This was Deebo Samuel’s week to lose.
A three-year standout at South Carolina, Samuel is everything the modern NFL desires. Samuel is versatile, fast, and sports a much larger catch radius than his frame would suggest. Though a decaying quarterback situation at South Carolina hindered Samuel’s opportunity to put up mind-boggling numbers, the skill set speaks for itself.
The challenge for Samuel heading into the week, however, was the simplicity of Senior Bowl practices. In team sessions, the schemes on both sides of the ball are watered down. Defenses can not blitz and may only run base defensive shells, such as Cover 2 from a two-high safety look. Likewise, offenses can not motion, use trips formations, or get into an empty set. In other words, it is a little tougher to manufacture space than a normal football setting, and Samuel is a player who thrives in space. Everything was set up to antithesize Samuel’s skill set.
Samuel knew it, too, and was prepared. During Samuel’s podium session on media night, I asked Samuel if the simple rules of the Senior Bowl brought a disadvantage for him during the week.
“I would say it kinda does, but then again it doesn’t. [The restrictions] just show that you are able to do multiple things,” Samuel said.
And boy, did Samuel show what he could do on Day One. It mattered not that Samuel could not do some of the gadget-y, Golden Tate-type stuff he does on film. Against a field of Senior Bowl cornerbacks all 6-foot and larger, Samuel flashed the craftiness to keep himself clean going through his route stem and abuse his take off speed to separate from the competition. Moving vertically or horizontally, or stopping altogether on a timing route, Samuel had little issue besting the defensive backs across from him.
Oddly enough, the seemingly do-it-all Samuel has one generally unexplored talent: punt returning. Throughout his career at South Carolina, Samuel returned four kickoffs for touchdowns, two of which were his only two return attempts as a junior before a leg injury cut his year short. Samuel’s combination of speed and natural feel for space made him a nasty kick return threat, but he was seemingly dog-housed from punt returning after a folly during his sophomore season.
“My sophomore year I dropped a punt and ever since then they didn’t put me back there. I just specialized being a kick returner,” Samuel said of his short stint as a punt returner.
Samuel seemed as amused as anyone at the idea of being dog-housed as a punt returner despite being a deadly kick returner. The speed, return experience, and willingness is all there, but one muffed punt at 19-years-old nixed his days as a punt returner. With a more open-minded and coaching staff, Samuel could get his chance to get his feet wet as a punt returner again, and it would only be a disservice to the 49ers staff if they did not get Samuel more reps as a punt returner in practices this week and in the game.
Whether Samuel gets more of that opportunity is to be seen (only by NFL teams on Day Two, unfortunately), but Samuel solidified his status here early.
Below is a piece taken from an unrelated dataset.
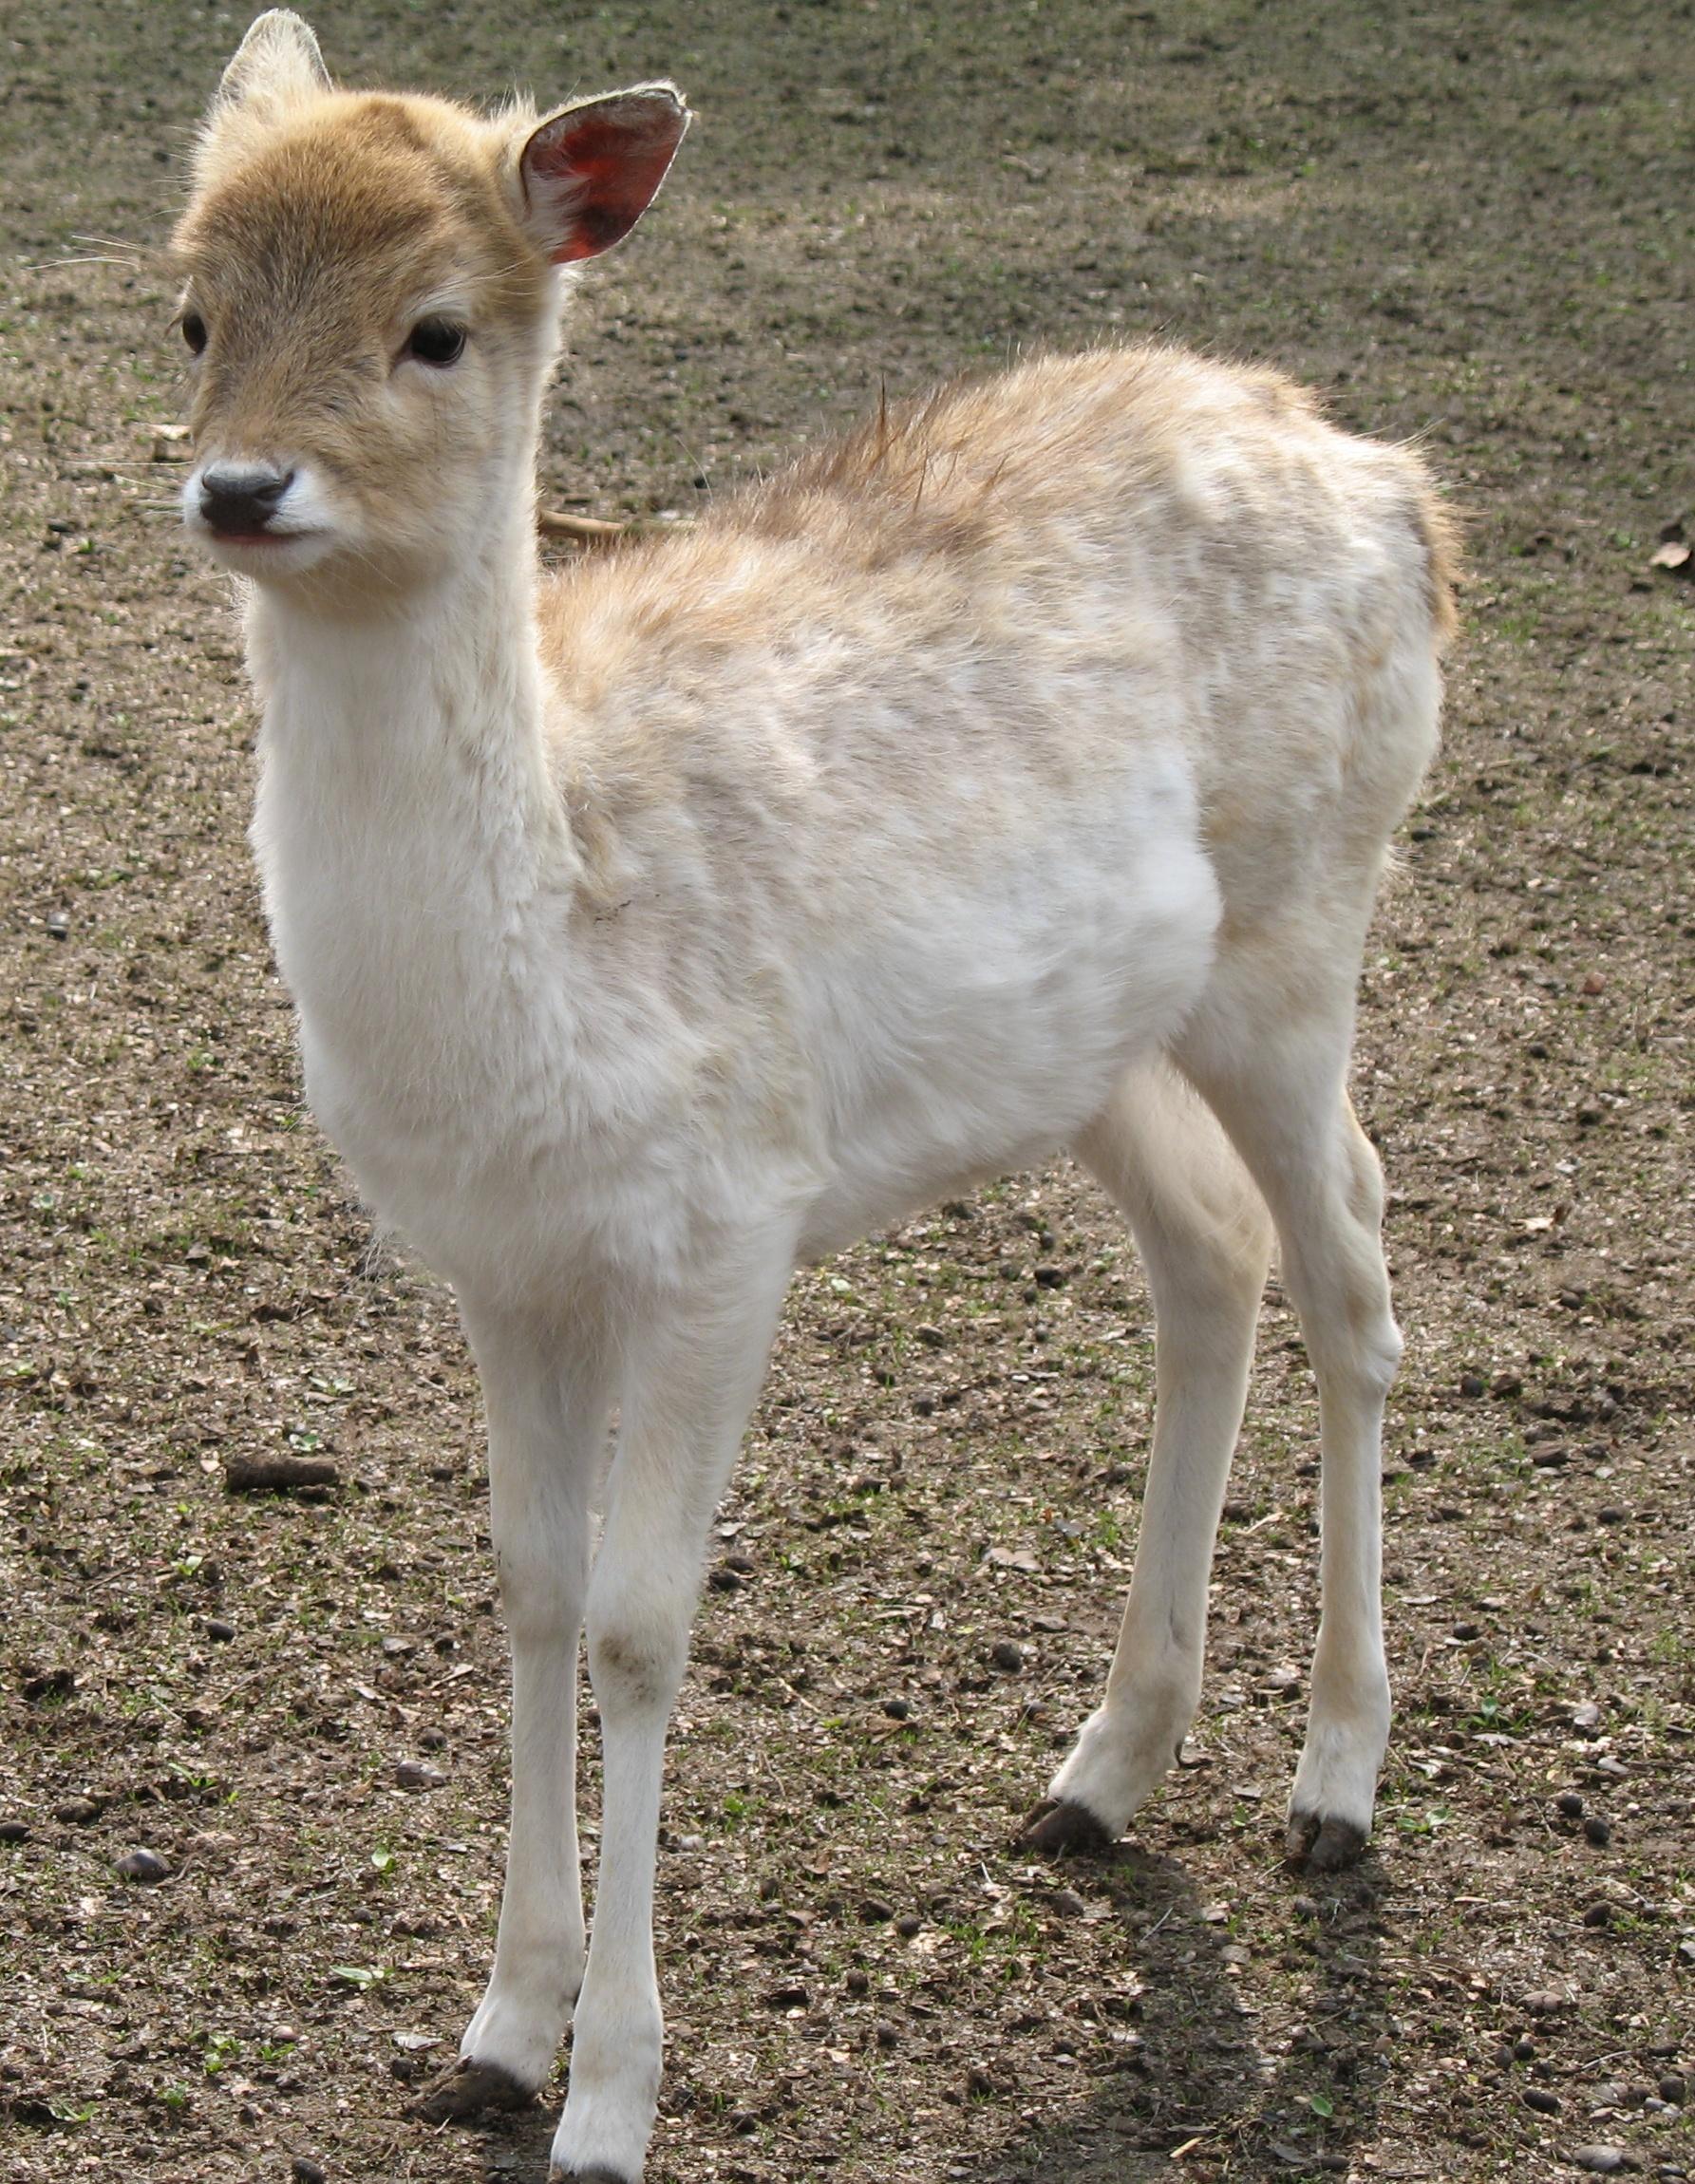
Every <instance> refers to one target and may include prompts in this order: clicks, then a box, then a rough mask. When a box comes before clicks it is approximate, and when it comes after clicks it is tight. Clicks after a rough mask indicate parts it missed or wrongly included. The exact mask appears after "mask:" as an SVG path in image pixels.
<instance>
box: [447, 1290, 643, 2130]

Samuel gave a first impression that screamed he was not versatile for lack of a true home at wide receiver, but because he is a true wide receiver and more. For teams not bound to rigid wide receiver roles, Samuel is the chameleon to slide in and blend into any scheme.
Who To Keep An Eye On
Nasir Adderley, S, Delaware: Though there were a few small-school stars coming into Mobile, Adderley was a class above the rest on film. At Delaware, Adderley could play anywhere in the secondary and displayed insane range on the backend. Adderley’s ability to read what was in front of him and be a step ahead of it was fantastic. Unfortunately, his first day in Mobile crushed any notion of versatility. Adderley could not match up in man and his click-and-close ability in the short area was strangely poor for most of the day. Given his raw talent and excellent career at Delaware, there is plenty of reason to believe Adderley will bounce back by the end of the week, but he should be tracked closely to see if he can flash the versatility he is known for.
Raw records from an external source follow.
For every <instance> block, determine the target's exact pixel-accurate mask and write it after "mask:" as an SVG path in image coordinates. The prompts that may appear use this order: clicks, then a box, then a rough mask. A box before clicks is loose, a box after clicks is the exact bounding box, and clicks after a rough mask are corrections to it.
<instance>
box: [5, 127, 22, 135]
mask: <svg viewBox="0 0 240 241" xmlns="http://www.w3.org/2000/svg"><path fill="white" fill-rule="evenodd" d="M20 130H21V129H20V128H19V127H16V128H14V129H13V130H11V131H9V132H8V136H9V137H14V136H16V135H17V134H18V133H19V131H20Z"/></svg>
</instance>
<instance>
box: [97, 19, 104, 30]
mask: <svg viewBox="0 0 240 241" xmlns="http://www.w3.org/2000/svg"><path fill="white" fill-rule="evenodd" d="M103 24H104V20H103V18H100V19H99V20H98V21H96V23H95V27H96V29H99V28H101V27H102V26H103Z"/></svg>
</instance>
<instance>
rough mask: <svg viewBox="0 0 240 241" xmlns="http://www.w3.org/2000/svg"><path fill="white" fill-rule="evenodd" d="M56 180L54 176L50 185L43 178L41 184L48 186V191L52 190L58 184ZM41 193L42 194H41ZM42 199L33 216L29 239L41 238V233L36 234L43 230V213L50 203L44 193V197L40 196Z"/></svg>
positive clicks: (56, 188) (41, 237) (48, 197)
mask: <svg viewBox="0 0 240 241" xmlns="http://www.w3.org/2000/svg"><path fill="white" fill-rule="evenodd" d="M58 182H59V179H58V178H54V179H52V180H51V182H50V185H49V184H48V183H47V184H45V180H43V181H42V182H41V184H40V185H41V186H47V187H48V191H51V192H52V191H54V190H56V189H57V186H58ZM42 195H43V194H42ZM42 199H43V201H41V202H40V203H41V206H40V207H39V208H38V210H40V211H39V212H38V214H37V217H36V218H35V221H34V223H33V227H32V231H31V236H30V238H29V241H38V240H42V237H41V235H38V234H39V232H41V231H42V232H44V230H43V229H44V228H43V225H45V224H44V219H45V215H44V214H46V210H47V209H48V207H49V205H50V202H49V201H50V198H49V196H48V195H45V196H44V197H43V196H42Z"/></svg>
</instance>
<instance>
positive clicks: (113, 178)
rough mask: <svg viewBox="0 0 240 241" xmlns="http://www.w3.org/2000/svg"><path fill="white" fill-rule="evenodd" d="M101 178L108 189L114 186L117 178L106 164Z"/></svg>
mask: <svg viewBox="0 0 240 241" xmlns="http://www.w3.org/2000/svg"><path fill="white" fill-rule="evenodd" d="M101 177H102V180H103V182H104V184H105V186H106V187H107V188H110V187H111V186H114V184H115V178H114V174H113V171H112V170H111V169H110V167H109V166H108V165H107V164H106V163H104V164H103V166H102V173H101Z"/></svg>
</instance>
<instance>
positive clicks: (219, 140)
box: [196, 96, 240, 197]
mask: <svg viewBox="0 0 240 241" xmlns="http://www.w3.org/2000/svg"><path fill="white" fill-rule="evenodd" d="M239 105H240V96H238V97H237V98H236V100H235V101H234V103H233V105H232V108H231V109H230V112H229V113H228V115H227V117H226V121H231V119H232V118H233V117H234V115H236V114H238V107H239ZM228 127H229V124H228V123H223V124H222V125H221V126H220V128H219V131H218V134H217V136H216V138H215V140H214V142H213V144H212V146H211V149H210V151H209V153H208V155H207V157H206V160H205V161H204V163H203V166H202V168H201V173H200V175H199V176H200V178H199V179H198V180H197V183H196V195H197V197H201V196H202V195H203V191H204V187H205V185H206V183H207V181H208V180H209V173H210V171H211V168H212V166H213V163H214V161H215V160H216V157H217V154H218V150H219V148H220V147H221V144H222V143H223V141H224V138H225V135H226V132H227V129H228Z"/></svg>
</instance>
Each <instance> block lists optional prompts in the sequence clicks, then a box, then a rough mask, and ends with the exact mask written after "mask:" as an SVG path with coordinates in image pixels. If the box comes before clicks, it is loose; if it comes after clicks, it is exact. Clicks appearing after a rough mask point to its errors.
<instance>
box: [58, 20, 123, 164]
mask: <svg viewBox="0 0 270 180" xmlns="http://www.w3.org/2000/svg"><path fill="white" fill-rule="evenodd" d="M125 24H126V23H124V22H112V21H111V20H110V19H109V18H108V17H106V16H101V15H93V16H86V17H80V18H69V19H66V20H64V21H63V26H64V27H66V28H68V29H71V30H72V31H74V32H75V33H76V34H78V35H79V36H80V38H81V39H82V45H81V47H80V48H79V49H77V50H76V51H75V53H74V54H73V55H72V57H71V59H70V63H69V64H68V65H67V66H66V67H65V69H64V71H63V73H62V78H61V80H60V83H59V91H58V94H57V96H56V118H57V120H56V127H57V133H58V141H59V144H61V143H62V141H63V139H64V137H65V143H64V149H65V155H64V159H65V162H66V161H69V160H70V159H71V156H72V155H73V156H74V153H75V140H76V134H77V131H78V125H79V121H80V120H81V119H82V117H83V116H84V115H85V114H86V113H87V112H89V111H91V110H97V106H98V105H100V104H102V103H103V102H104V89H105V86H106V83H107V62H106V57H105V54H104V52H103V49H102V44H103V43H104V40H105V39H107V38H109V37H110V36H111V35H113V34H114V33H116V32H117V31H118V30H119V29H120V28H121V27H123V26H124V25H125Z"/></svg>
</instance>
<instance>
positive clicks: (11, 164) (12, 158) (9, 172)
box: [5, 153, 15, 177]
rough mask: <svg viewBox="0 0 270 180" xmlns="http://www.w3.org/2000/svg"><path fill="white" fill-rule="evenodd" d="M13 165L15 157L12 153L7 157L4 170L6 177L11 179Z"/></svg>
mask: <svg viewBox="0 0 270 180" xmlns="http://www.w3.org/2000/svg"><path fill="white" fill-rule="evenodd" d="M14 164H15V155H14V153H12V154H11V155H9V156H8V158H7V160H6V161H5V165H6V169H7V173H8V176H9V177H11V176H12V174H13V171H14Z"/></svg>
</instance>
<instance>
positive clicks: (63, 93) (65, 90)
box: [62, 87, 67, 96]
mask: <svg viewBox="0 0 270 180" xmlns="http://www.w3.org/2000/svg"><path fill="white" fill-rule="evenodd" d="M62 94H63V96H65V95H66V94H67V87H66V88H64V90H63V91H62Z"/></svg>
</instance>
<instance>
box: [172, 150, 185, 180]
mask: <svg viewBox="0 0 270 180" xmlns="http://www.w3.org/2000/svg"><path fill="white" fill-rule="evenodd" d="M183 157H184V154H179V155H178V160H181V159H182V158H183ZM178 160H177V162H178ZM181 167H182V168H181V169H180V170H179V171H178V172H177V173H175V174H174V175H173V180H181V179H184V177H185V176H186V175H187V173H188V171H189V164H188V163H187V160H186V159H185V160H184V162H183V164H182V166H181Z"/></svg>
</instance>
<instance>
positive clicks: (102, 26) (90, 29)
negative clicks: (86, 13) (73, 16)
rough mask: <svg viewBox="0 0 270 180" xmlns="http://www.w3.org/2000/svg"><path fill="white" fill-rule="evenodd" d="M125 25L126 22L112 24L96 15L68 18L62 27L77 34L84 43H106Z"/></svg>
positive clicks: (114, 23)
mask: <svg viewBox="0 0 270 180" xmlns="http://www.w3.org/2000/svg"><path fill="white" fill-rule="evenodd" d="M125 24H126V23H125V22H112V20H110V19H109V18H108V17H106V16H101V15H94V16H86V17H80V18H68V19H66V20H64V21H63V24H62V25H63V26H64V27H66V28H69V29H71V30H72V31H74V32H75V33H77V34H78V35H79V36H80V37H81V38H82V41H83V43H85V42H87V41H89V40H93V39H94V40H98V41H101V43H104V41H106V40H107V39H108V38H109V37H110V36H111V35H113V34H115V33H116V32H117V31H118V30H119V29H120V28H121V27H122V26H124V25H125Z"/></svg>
Darnell Savage, DB, Maryland: This year’s cornerback crop is almost exclusively made up of 6-foot-plus guys. There are few capable nickel players in Mobile this year, but Savage is the clear exception. As mentioned after yesterday’s practice, Savage was the only guy capable of giving Andy Isabella trouble. Savage can be a versatile player, but his best role may be to stick in the nickel. K’Waun Williams needs to go and Savage could be a viable replacement.
Jakobi Meyers, WR, North Carolina State: Every Senior Bowl has a receiver that generates a “who the hell is that guy” reaction because they are constantly flying by people down the field. Yesterday, that was Meyers. No matter what drill or position group you were trying to focus on at a given time, you knew when Meyers had cooked some poor defensive back because it was clear even from a glance. If he keeps that up, Meyers could match the likes of Samuel and Isabella as the “favorites” from the week.
Deshaun Davis, LB, Auburn: Davis is a bulldog. Not only is that true of his play style, but at 5-foot-11 and 231 pounds, Davis rocks a short, compact build for a linebacker. Compared to the taller linebackers like Germaine Pratt and Cameron Smith, Davis may not get the same benefit of doubt, but he has all the tools to prove himself despite being on the shorter end for a linebacker.